Я хочу любить тебя весело. Смеяться тому, что ты рядом. Смеяться под твоими тонкими пальцами. Весело заниматься любовью. Изредка затихать, впиваться в подушку. Смотреть самые лучшие фильмы, а звезды все хороши. Я не хватаю с неба звезд. Они сами падают в мои ладони, намертво прилипая к пальцам.

Незаконченная история

Я все еще стыжусь себя. Стыжусь, правда, столь жалко и порочно, что впору стыдиться самого стыда.

Вчера вечером мы с Натальей сидели в комнате. Вдвоем, без всех. Даже Мойша, мой пес, спал где-то в прихожей.

Мы сидели-полулежали на диване и читали Набокова, глотали музыку.

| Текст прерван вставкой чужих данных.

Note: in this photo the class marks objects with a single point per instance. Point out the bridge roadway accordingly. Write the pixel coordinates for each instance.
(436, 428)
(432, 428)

Было хорошо и покойно. Удивительно покойно, как редко бывает, только в детстве да во сне. «Слушай! — Наташа вдруг вспомнила что-то, глаза были уже заарканены азартом, — там, у Гумилева, «девы-жрицы с эбеновой кожей»… Как замечательно, как пронзительно, как пронзительно и тоскливо, правда?»

«Отчего ж?» — не согласилась я нарочно, чтоб еще раз поймать из самых Наташкиных зрачков то выражение одержимости.

«Как ты не чувствуешь этого? «Эбеновой» — она почти пропела — Э б е н о в о й! Какой это?? Нежно-молочной, хрупкой, фарфоровой? Какой? У меня эбеновая кожа?» Наталья начала подставлять мне щеки, руки, требовать, чтоб я рассмотрела ее получше, но смотреть на нее у меня не оставалось сил, голова опять предательски поплыла. «Да…да…», — кивком ответила я ей.

Она не должна знать, что происходит со мной из-за нее, никогда нельзя показать ей это. Мне и самой пока не разобрать, что это за болезнь, что за наваждение. Всякий раз, когда мы так близко, так рядом, мне хочется обернуться: пледом ли под ее коленями, замусоленной ли серенькой «Лолитой», воздухом, который Наташка хватает губами, спотыкаясь на неуемных паузах. Я люблю это чувство и пугаюсь, мучительно стыжусь его. Вовсе не за этим слабоалкогольным, слабоэротическим коктейлем приходит Наташка в мой дом. Ей нужно хорошо «подогнать» литературу и еще лучше — русский, чтоб через два месяца во что бы то ни стало поступить во ВГИК. Мне казалось, что я смогу ей в этом помочь, да только теперь все катится само собой. Она, как и полгода назад, дважды в неделю штурмует меня, а вместе со мной и все хрестоматийные баррикады. Но у меня, кажется, совсем растрескались плечи подсаживать ее к бойницам.